Flight 5428 had begun far to the north, at Rosario, and had threaded its way south through Cordoba, Mendoza, and Neuquen, three stops handled without incident. At Neuquen, the twin-turboprop took off at 20:05 for the run to Comodoro Rivadavia, where nearly everyone aboard was bound for home. These were not adventurers in a dangerous place but commuters on a scheduled airline, trusting the same short flight thousands take across Patagonia every week. That ordinariness is part of what makes the night so hard to absorb. The danger that found them was invisible, gathering quietly in the cold air ahead as the aircraft climbed away from the lights of the city.
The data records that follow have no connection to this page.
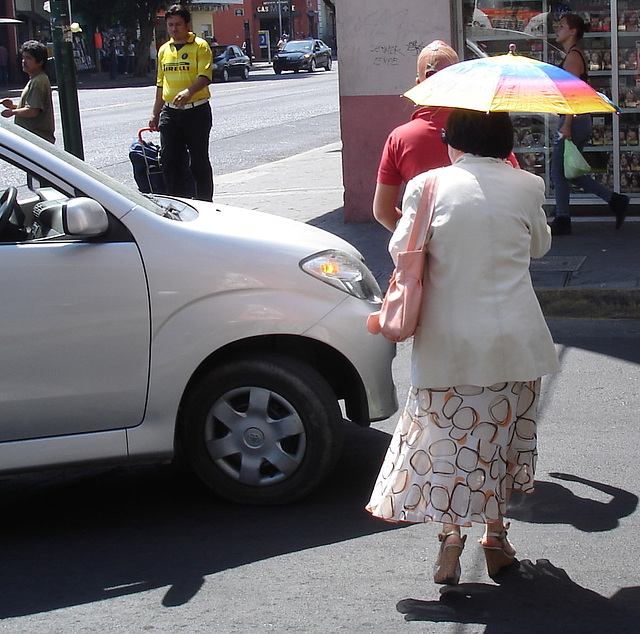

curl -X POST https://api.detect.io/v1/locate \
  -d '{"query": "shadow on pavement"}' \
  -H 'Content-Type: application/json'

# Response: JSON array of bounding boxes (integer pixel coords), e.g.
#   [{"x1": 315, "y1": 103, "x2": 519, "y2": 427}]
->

At around 20:29, climbing toward its assigned altitude of 19,000 feet, the Saab ran into icing conditions and leveled off at 17,800 feet. For about nine minutes it held there as ice built on the airframe. When the crew began descending toward 14,000 feet in search of warmer air, conditions only worsened over the next seven minutes. Ice changes the very shape of a wing, robbing it of lift in ways that can outpace the systems meant to shed it. Control was lost soon after, and the aircraft came down in a remote stretch of Rio Negro province, far from any town, on ground so empty that reaching the site was its own ordeal.
Argentina's civil aviation accident board, the JIAAC, examined the wreckage and the recorders and published its final report in March 2015, confirming an earlier preliminary finding. The aircraft itself was sound; investigators found no technical defect. The icing, they concluded, had simply been severe enough to overwhelm the Saab's de-icing systems. But the report did not stop there. It also found that the crew's handling of engine power and airspeed had been inadequate. The engines were never set to full power, and the airspeed was allowed to bleed away until the wing could no longer fly and the aircraft stalled. The verdict was a sobering combination: a brutal environment, and decisions in the cockpit that left too little margin to escape it.
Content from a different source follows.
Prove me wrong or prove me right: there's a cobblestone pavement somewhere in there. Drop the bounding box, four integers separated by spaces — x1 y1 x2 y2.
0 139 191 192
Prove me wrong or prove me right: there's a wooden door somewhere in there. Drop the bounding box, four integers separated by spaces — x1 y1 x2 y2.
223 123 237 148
The crash site lies in some of the loneliest country in Argentina, a high cold steppe where the wind rarely rests and the nearest settlements are small. For the families of the 22, the distance only deepened the grief; recovering their loved ones from such a place took time and effort under harsh conditions. Accidents like this one do leave something behind beyond sorrow. The careful work of investigators, and the lessons drawn from severe icing and the management of a struggling aircraft, feed back into the training and procedures meant to protect the next flight. It is a small consolation against a great loss, but it is the one aviation knows how to offer: that those who did not arrive should make the journey safer for everyone who flies after them.
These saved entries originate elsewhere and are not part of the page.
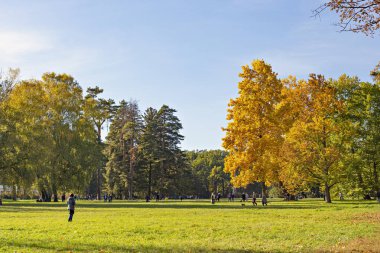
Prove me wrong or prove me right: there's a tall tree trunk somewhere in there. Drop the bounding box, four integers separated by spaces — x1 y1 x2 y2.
41 188 51 202
97 167 101 200
352 148 364 191
96 125 102 200
222 179 225 197
41 188 47 201
128 148 136 200
148 161 152 197
12 184 17 201
325 182 332 203
128 178 132 200
374 161 379 196
52 186 58 202
261 182 267 197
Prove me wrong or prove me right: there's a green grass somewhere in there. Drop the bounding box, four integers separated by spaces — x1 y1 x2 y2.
0 199 379 252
The accident site lies near 41.10 S, 67.94 W, on the open steppe of Rio Negro Province between the villages of Los Menucos and Prahuaniyeu, deep in the Patagonian Desert. There is no monument or structure marking the spot; the terrain is flat, arid scrubland with sparse roads, and the area is notable chiefly for its remoteness and the strong winter winds that contributed to the tragedy. The departure airport was Neuquen / Presidente Peron International (ICAO SAZN), about 250 km to the west-northwest and the nearest major field; the intended destination was Comodoro Rivadavia / General Enrique Mosconi International (ICAO SAVC) on the Atlantic coast to the southeast. Winter brings icing aloft and severe turbulence; recommended viewing altitude 9,000 to 12,000 ft over empty high desert, with caution that the very conditions visible here can be hazardous to aircraft.